I know too much about how testing has taken something that I loved wholeheartedly – teaching – and made it more of a job. More of a place where I crunch numbers and less of a place where I inspire creative thinking.
Testing is making me tired.
And I’m so afraid that it will do the same thing to Nora.
Some attention is starting to build on the high school side of things – how it’s unfair students have to pass 15 tests to graduate when most states only require 2 or 3, how much time we lose to testing (I would hate to even count the days!), how much these assessments are costing an already underfunded system. (The best article I’ve read on this appeared today in the Austin-American Statesman. You can and should read it here.)
But what I have yet to hear about is what is happening in our elementary schools. I hear about it from friends with kids in third grade. Friends who have to console upset or frustrated children after they “fail” benchmarks or are pressured to write perfect essays that are test-ready even though we are still months from the tests. But there really isn’t much attention being given to what this is doing to our children. What this early test pressure is doing to their passion for learning. What this early test pressure is doing to the creativity that their teachers must feel slipping through their fingers as test-prep booklets are placed in their mailboxes as gentle hints.
“We shouldn’t teach to the test”, they always say.
And then, in the next sentence, “How we are preparing the students for the tests?”
Education can’t be about testing. Accountability? Yes. High standards across the board? Absolutely.

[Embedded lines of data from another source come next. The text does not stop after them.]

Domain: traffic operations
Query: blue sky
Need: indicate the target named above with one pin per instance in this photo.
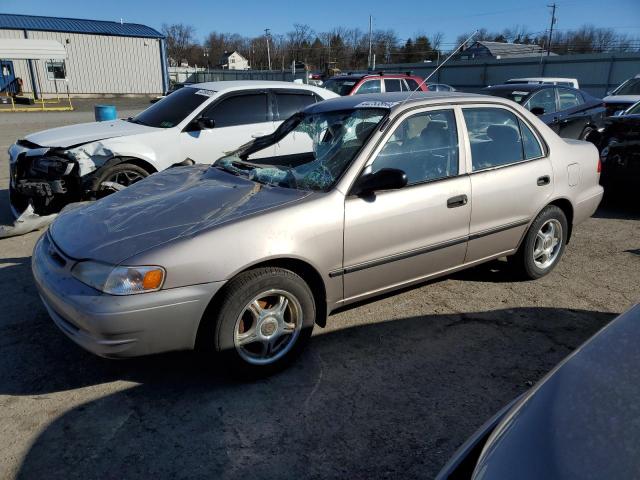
(250, 17)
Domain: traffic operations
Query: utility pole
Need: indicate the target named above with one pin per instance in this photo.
(370, 32)
(267, 35)
(553, 21)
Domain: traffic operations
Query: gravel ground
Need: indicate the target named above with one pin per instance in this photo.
(388, 390)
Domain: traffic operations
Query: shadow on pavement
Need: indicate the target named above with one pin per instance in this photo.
(392, 399)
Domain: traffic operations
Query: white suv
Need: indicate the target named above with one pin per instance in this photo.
(195, 124)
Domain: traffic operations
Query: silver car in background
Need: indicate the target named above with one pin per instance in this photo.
(362, 195)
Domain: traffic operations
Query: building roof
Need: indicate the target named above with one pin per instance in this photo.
(505, 50)
(76, 25)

A one day, make or break test? No way.
This year Nora was over-the-top excited about addition and subtraction flashcards I put in her stocking. I didn’t put them there because I think she’s deficient in math skills; I put them there because right now she’s really excited by numbers and I knew she’d think they were an awesome math game.

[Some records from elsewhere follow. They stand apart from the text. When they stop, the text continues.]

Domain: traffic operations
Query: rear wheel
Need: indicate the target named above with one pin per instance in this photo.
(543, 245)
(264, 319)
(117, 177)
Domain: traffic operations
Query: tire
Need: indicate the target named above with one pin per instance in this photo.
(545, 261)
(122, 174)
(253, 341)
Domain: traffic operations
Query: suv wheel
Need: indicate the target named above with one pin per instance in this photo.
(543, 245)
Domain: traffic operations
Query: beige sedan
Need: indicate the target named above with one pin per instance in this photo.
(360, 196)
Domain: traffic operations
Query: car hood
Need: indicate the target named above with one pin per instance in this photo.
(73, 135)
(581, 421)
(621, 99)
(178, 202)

Tonight we read three chapters of a Magic Treehouse book about a Viking mystery. When we got the the end of the chapter, not knowing what was going to happen to the monks hiding on the hill, she started to breathe quickly and insist I keep reading. She had to know what was next. (And of course I indulged her.)
Today she learned a game of opposites at school and was so excited to tell me about it that she could barely get her words out. She learned so much she said, her brain had to rethink.
This is what I want to happen. I want her to love learning. I want her teachers to be able to teach in a way that plays to the interests of the students in front of them. I want her to be challenged. I want her to feel the yearning to keep exploring.
I don’t want her to worry about test scores, benchmarks, short cycle assessments. I don’t want her to feel like she goes to school each day to prepare for an exam. I don’t want her to sit in a classroom full of numbers, full of data. That isn’t what elementary school should focus on. That isn’t what high school should focus on.
I don’t want her to ever have to worry about test scores.
And I don’t want to have to worry about them either.